# Gaming PC for 1 LAKH



## Drajai (Feb 18, 2015)

1. What is the purpose of the computer? What all applications and games are you going to run? (Stupid answers like 'gaming' or 'office work' will not work. Be exact. Which games? Which applications? Avoid the word 'et cetera.')
Ans:GAMING [All new games,Assassins creed,BF,COD,etc in ultra] WITCHER 3 (in ultra!)

2. What is your overall budget? If you can extend a bit for a more balanced configuration, then mention this too.
Ans: 100000

3. Planning to overclock?
Ans: Nope,may be after 1 year

4. Which Operating System are you planning to use?
Ans: windows 8.1

5. How much hard drive space is needed?
Ans: 250 or + SSD for OS and a 1TB HDD

6. Do you want to buy a monitor?
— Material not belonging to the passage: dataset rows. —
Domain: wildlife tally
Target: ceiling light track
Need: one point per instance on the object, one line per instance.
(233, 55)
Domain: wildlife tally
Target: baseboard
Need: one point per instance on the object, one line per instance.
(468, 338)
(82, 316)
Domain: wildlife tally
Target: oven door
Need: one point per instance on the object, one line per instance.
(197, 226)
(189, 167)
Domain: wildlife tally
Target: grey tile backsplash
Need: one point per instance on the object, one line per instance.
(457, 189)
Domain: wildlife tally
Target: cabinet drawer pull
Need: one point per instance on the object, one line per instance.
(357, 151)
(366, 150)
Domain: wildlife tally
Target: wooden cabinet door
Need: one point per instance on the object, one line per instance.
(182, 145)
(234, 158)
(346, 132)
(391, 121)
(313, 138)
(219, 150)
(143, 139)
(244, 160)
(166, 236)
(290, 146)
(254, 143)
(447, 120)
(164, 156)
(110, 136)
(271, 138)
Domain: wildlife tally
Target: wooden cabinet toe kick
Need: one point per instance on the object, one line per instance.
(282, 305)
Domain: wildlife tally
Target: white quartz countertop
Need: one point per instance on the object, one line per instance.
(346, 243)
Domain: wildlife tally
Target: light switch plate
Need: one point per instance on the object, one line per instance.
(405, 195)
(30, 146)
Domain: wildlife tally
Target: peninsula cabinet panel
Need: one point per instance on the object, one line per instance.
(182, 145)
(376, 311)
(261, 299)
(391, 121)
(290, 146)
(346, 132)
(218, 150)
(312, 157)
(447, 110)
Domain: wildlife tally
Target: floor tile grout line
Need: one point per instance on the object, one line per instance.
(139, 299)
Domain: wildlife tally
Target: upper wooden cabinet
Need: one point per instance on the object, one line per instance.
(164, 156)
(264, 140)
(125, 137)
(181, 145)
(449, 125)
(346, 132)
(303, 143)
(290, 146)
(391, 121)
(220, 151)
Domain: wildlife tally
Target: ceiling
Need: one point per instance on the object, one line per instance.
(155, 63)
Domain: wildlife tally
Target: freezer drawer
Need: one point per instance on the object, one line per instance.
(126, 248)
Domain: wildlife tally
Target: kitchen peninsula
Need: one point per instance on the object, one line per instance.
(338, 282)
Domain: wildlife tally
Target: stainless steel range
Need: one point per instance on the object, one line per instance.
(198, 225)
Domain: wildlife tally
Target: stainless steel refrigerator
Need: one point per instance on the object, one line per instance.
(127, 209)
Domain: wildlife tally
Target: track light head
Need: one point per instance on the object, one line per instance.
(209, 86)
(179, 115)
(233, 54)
If yes, please mention which screen size and resolution do you want. If you already have a monitor and want to reuse it, again mention the size and resolution of monitor you have.
Ans: nope

7. Which components you DON'T want to buy or which components you already have and plan on reusing?
Ansnly The case and things in it!  will buy mouse,keyboard and monitor separately

8. When are you planning to buy the system?
Ans: In 2 weeks
9. Have you ever built a desktop before or will this be done by an assembler?
Ans:Will be done by assembler

10. Where do you live? Are you buying locally? Are you open to buying stuff from online shops if you don't get locally?
Ans: Pondicherry.will buy from local shop 

11. Anything else which you would like to say?
Ans: GTX970 is ok (i heard like it has some memory problems is it ok?) Need i7 processor!


----------



## bssunilreddy (Feb 18, 2015)

Intel Core i5 4590 -15000,
Gigabyte H97M-D3H -7200,
Corsair Vengeance 8GB(4GBx2) 1600Mhz -6000,
WD Caviar Black 1TB -5800,
Samsung 840 EVO 250GB -9000,
Dell S2240L 22" LED IPS -8000,
Zotac GTX 980 4GB AMP Edition -44500,
Corsair 300R Windowed Side Panel Case -5000,
Seasonic S12II 620w -6000,
Logitech Z313 2.1 Speakers -2000,
Cooler Master Devastator Gaming Bundle -2500,
Cooler Master Hyper TX3 EVO -1600.
TOTAL -1,12,600.


----------



## DK_WD (Feb 18, 2015)

Hi [MENTION=128966]Drajai[/MENTION],

Take a look of this configuration, maybe it will fulfill your requirement.

Intel I7 -4790k for OC.
MSI Z87-G45.
Vengeance 16GB (2 x 8GB).
Samsung 850 pro-Series 256GB SSD.
WD Black 2TB for performance.
MSI GeForce GTX 980.
Seasonic M12II 850.

For Cabinet and Monitor, you can go with the any brand; based on your requirements.

Good luck


----------



## adityak469 (Feb 18, 2015)

you can't say i will overclock after a year. You'll need specific components for it, which are costly.
Editing bssunil's rig

Intel Core i5 4590 -15000
Gigabyte B85M-D3H -5500
Corsair Vengeance 8GB(4GBx2) 1600Mhz -5500
WD Caviar Blue 1TB -3500
Samsung 850 EVO 128GB -5000
AOC i2369VM - 9500
Zotac GTX 980 4GB AMP Edition -44500
NZXT Phantom 410 - 6000
Seasonic S12II 620w -6000
Logitech G300 - 1500
Logitec G105 - 3000

also IMHO, a GTX970 is more VFM than 980


----------



## HE-MAN (Feb 18, 2015)

DK_WD said:


> Hi [MENTION=128966]Drajai[/MENTION],
> 
> Take a look of this configuration, maybe it will fulfill your requirement.
> 
> ...



+1 to this. Just buy a z97 chipset mobo. 
What others have suggested are really not the parts you want when u are spending 1 lakh. also gtx 970 is better at price/performance wise and since you are buying 1080p monitor gtx 970 is more then enough even with DSR at 1440p.


----------



## adityak469 (Feb 18, 2015)

HE-MAN said:


> +1 to this. Just buy a z97 chipset mobo.
> What others have suggested are really not the parts you want when u are spending 1 lakh. also gtx 970 is better at price/performance wise and since you are buying 1080p monitor gtx 970 is more then enough even with DSR at 1440p.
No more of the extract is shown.